Forty pairs of eyes stared at me curiously and I had to fight back the urge to jump out the window (the door was blocked by curious local teachers who wanted to see what I was going to do). ‘Hello,’ I said shakily, and as one, they chorused back, ‘Hello!’
‘How are you?’ I ventured.
They parroted back: ‘I’m fine thank you and you?’
Aaaaaaand that was it – I was tapped out. I wracked my brain frantically, trying to figure out where to go from there. I grabbed a piece of chalk and began nervously sketching animals on the blackboard. The children watched me with bright, interested eyes, and to my shock – and relief – they began calling out the names.
Oh, thank the gods, we had a starting point! I drew a big house, about a dozen more animals and set about teaching them about the English word ‘pet’ and whether or not they had one. By the time we had established that the triangle sitting on top of the square on the blackboard was indeed supposed to be their apartment and not my house back in Canada, the bell rang and they charged out of the room. I collapsed, limp as a wet dishrag and completely exhausted from 40 minutes of tension-filled terror and scrabbling to fill time.
One of the local teachers eventually detached herself from the group and came over to me. She had a sympathetic look on her face and she held out her hand to me, saying, ‘Would you like me to help you?’
I swear, I burst into tears and begged for her guidance.Thus began the next three months of her teaching me how to teach.
Now, I was lucky. Not everyone gets a local teacher kind enough – and brave enough – to walk up to the foreigner and offer their help. Most of the time, the local teachers take time to warm up to us because we come across as intimidating. In many cases, we’re physically bigger than they are, and we speak English fluently – which makes them nervous about heir own ability. Chances are, unless they’ve dealt with a foreign teacher in their school previously, they’re going to be wary around you until you prove you’re there as an actual teacher, and not just a paycheck-surfer, traveling from place to place and teaching just to earn some spending money.

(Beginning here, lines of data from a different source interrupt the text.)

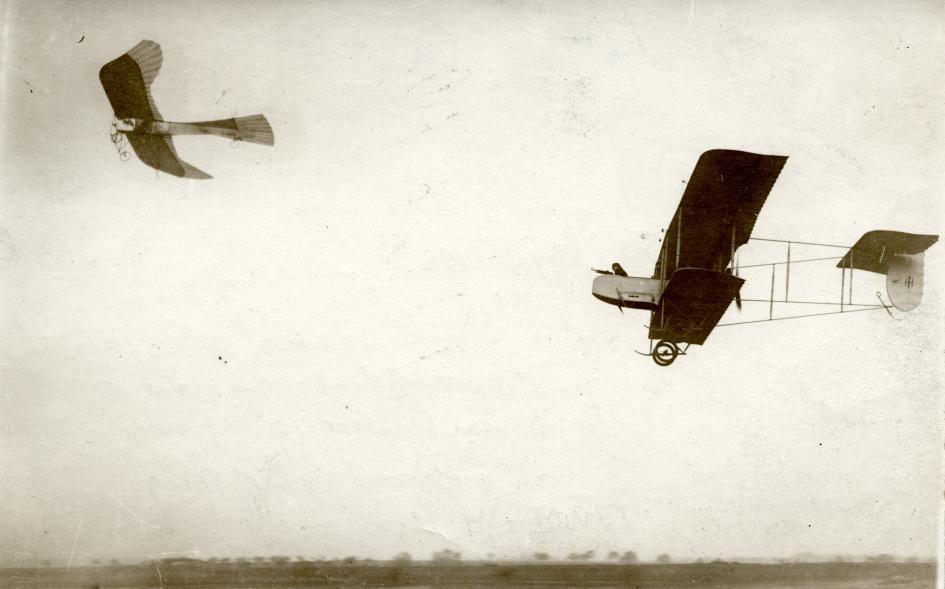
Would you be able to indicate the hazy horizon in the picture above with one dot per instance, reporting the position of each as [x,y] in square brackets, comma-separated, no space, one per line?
[378,335]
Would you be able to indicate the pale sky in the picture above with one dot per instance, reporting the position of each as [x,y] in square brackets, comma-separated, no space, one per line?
[400,287]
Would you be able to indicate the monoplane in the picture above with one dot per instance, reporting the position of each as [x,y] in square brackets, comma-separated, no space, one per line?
[127,82]
[696,277]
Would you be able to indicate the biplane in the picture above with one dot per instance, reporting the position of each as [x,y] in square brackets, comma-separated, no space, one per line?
[696,277]
[127,82]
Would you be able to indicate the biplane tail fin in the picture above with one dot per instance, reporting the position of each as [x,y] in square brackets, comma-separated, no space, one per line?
[904,281]
[254,129]
[900,256]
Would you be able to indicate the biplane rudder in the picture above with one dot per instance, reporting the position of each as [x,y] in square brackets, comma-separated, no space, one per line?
[899,256]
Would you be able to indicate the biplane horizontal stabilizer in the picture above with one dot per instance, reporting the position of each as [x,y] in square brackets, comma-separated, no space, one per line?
[874,251]
[900,256]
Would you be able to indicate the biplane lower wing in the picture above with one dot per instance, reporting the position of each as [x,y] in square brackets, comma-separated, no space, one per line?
[692,305]
[875,249]
[898,255]
[158,152]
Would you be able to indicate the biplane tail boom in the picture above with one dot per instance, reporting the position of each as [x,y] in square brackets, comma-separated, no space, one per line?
[899,256]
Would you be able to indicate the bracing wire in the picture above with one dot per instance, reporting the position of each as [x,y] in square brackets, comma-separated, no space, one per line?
[872,308]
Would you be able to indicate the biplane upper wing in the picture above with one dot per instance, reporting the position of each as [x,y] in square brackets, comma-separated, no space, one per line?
[692,305]
[718,210]
[158,152]
[127,81]
[875,249]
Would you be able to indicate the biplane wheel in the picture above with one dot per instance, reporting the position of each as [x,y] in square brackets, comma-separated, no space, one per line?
[665,353]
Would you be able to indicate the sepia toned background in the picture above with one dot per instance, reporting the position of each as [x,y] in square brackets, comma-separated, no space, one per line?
[378,335]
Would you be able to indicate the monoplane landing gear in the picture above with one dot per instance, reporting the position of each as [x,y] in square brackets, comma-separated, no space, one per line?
[118,140]
[665,353]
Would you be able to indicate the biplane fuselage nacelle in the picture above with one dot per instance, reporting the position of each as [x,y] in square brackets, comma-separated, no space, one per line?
[632,292]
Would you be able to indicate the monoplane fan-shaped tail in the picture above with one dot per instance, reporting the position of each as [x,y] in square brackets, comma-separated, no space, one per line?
[254,129]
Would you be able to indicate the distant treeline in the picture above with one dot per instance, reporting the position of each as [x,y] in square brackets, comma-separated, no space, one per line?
[185,572]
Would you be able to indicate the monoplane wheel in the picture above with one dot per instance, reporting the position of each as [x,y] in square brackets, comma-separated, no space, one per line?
[665,353]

Come prepared to handle everything on your own, and be happy and grateful if someone guides you along the way. A simple chant, a get-to-know-you game, something that gets students opening their mouths and moving along (TBR / TPR = total body response / total physical response). Get them to practice simple commands you’re going to need them to know in a modified Simon Says – raise your hand, stand up, sit down etc. It will make your life so much easier in the long run, and you won’t need any translating done.
Most importantly, smile! Have fun with these kids! They will love you automatically, and they want to do whatever you want to do! If you’re not having fun, chances are neither are they. So check your dignity at the door and get in there!